A fine mese la Yamaha cercherà di schiarirsi le idee nell’ultimo test dell’anno in Malesia. Sarà il test decisivo per capire quale direzione prendere per lo sviluppo della M1 2018. Un passo falso potrebbe costar caro alla casa di Iwata che ancora non riesce ad amministrare i pneumatici Michelin al contrario degli altri team. “Ieri pensavamo di avere un po’ le idee più chiare, oggi le condizioni del circuito a livello di grip sono peggiorate”, ha spiegato Maio Meregalli ai microfoni di Sky Sport. “Maverick sembra avere gli stessi problemi avuto nel week-end di gara, anche se la configurazione è la stessa di ieri”.

Alti e bassi che lasciano luci e ombre sul box Movistar Yamaha. A rendere tutto più offuscato è il buon crono di Johann Zarco che è riuscito a spremere il meglio dalla M1 2017. “Studieremo anche i suoi dati e invieremo tutto in Giappone, saranno loro poi a decidere”, ha spiegato il team manager. “Tutte le cose viste qui le rivaluteremo a Sepang e poi decidere su quale base costruire la moto del futuro”.

Se fino a ieri le idee sembravano chiare è bastata una seconda giornata sullo stesso circuito e con la medesima configurazione per ritornare sui propri passi, sui mille dubbi che vanno avanti da inizio stagione. Il nuovo motore piace a Maverick Vinales e Valentino Rossi, ma non sembra essere la chiave di svolta. “Maverick e Rossi hanno le stesse sensazioni ed è chiaro che questo è importante per gli ingegneri perché possiamo sviluppare le stesse cose seguendo la stessa direzione”, ha aggiunto Maio Meregalli.

I dubbi di Vinales

Per vederci più chiaro piloti e tecnici Yamaha aspettano il prossimo test di Sepang. Per scegliere la base da sviluppare servono ulteriori dati e magari una giornata di pioggia. Perchè è sul bagnato che la YZR-M1 ha dato più problemi nel corso della stagione 2017. “Dopo tre o quattro giorni buoni, possiamo prendere decisioni. La mia sensazione è simile a quella di Valentino. Sarebbe difficile andare in direzioni diverse”, ha commentato Maverick Vinales dopo il day-2 di Valencia.
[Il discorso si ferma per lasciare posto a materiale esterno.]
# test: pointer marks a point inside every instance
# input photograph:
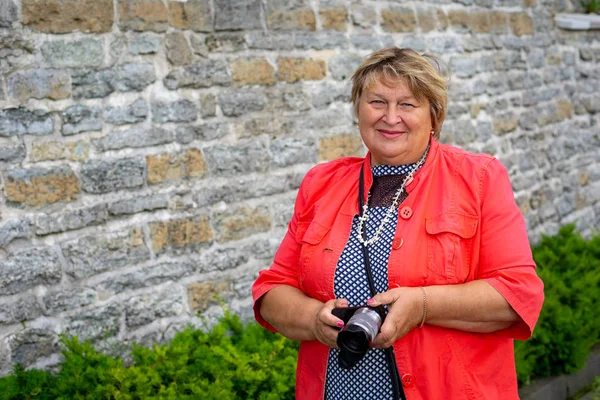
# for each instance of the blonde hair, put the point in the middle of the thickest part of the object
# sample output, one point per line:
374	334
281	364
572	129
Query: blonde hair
422	74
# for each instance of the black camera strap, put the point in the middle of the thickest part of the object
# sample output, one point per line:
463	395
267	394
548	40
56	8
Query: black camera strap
389	352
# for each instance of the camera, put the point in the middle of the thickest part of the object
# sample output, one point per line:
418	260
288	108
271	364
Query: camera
361	325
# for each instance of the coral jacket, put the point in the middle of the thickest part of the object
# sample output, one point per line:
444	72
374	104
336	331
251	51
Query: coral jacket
459	223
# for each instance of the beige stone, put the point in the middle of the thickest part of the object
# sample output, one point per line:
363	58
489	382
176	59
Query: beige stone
296	69
334	147
63	16
256	71
143	15
398	20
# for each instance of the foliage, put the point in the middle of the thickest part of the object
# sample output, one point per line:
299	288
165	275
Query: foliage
569	324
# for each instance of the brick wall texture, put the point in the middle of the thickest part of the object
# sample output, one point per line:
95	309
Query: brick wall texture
151	150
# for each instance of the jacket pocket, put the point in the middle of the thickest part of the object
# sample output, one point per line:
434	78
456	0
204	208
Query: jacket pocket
449	245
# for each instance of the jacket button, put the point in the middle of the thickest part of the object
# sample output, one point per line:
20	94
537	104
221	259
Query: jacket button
397	243
406	212
408	380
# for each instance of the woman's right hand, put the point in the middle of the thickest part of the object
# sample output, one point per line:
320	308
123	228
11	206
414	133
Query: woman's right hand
325	323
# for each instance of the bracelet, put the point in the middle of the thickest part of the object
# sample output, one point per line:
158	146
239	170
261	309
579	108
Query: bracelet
424	307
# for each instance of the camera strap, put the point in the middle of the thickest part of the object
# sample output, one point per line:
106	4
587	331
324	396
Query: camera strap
389	352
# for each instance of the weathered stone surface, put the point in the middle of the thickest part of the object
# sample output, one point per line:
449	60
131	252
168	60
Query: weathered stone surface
39	84
79	118
247	156
342	66
20	121
63	16
131	114
91	255
199	75
193	14
237	14
59	301
251	71
84	53
46	224
134	137
28	268
178	49
139	204
334	147
177	111
295	69
147	308
293	151
143	15
103	176
37	187
239	102
242	222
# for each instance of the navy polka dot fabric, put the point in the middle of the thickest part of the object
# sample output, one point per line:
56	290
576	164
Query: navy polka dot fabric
369	379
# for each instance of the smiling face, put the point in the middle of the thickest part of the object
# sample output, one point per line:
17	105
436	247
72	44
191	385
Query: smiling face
393	124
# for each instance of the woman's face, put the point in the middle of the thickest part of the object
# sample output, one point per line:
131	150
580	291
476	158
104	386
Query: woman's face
393	124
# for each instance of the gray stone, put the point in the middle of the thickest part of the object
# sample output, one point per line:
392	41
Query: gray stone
106	175
29	345
79	118
177	111
237	14
46	224
199	75
235	103
145	44
247	156
131	114
343	66
84	53
139	204
147	277
39	84
23	309
20	121
28	268
134	137
95	324
91	255
16	228
65	300
147	308
293	151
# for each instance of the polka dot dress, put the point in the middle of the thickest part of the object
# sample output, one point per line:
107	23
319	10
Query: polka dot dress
369	378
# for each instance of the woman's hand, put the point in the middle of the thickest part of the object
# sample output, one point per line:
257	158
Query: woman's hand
405	311
325	321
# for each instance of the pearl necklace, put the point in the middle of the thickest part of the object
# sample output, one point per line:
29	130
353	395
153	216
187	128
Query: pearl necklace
388	215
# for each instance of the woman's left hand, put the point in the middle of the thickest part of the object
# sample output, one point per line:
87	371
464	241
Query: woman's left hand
405	311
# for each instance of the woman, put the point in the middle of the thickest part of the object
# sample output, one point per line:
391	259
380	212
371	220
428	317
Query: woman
446	243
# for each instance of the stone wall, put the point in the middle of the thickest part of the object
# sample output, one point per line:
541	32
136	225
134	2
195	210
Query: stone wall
151	150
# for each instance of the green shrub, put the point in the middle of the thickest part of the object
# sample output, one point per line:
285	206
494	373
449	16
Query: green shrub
569	324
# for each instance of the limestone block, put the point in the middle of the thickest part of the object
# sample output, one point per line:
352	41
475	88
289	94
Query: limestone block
179	234
20	121
91	255
143	15
199	75
237	14
63	16
193	14
84	53
107	175
38	187
245	157
79	118
29	268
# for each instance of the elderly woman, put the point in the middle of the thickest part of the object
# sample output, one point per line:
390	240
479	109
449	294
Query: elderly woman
427	232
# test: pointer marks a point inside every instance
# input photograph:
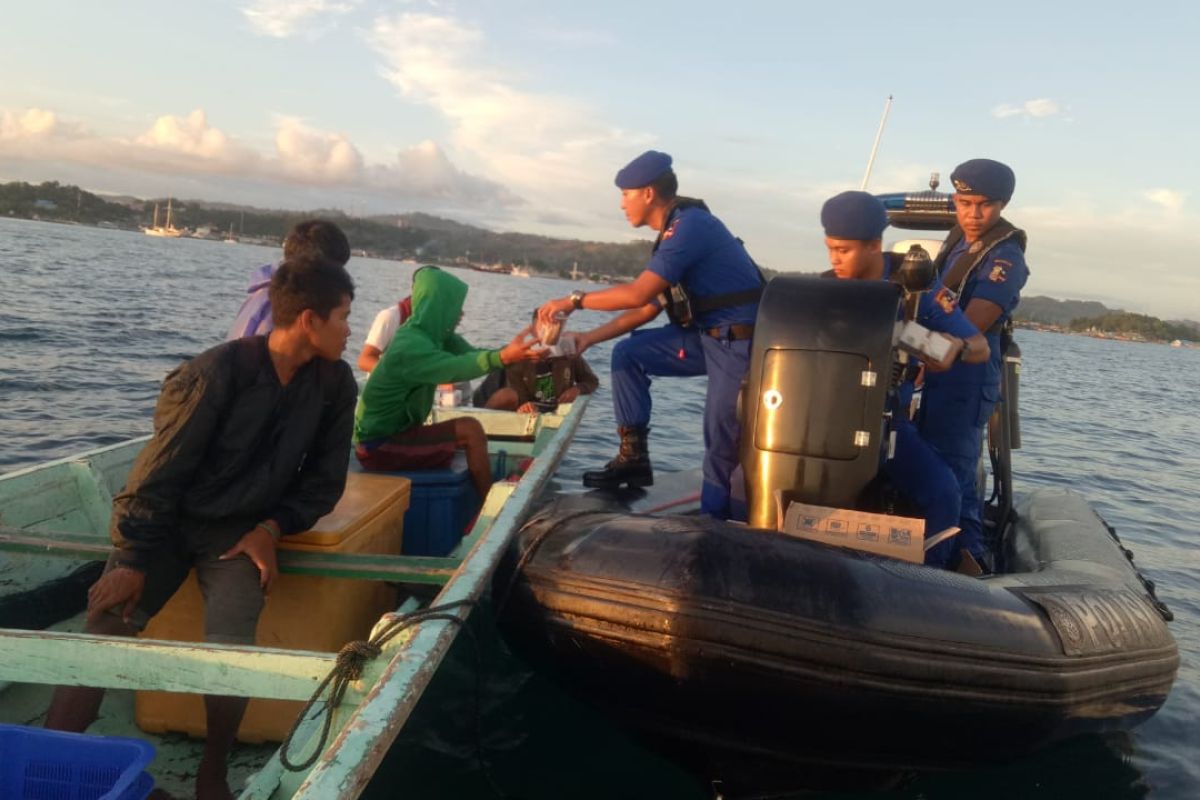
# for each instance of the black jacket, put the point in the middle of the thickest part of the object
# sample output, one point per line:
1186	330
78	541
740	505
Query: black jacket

“Oggi abbiamo perso 0,3 o 0,4 secondi sul giro, nonostante fosse la stessa macchina di martedì”, ha aggiunto lo spagnolo. “Non lo capiamo ancora. Per prendere una decisione sul telaio dobbiamo essere veramente sicuri. La trazione e l’accelerazione sono migliori con la moto del 2017. La 2016 mi dà una sensazione migliore sull’anteriore. Anche la velocità in curva è migliore. Ora dobbiamo decidere se vogliamo andare nella direzione 2016 e lavorare sull’accelerazione o sulla moto del 2017 per migliorare la sensazione della ruota anteriore. Dobbiamo scoprire in che modo è più facile essere in forma”.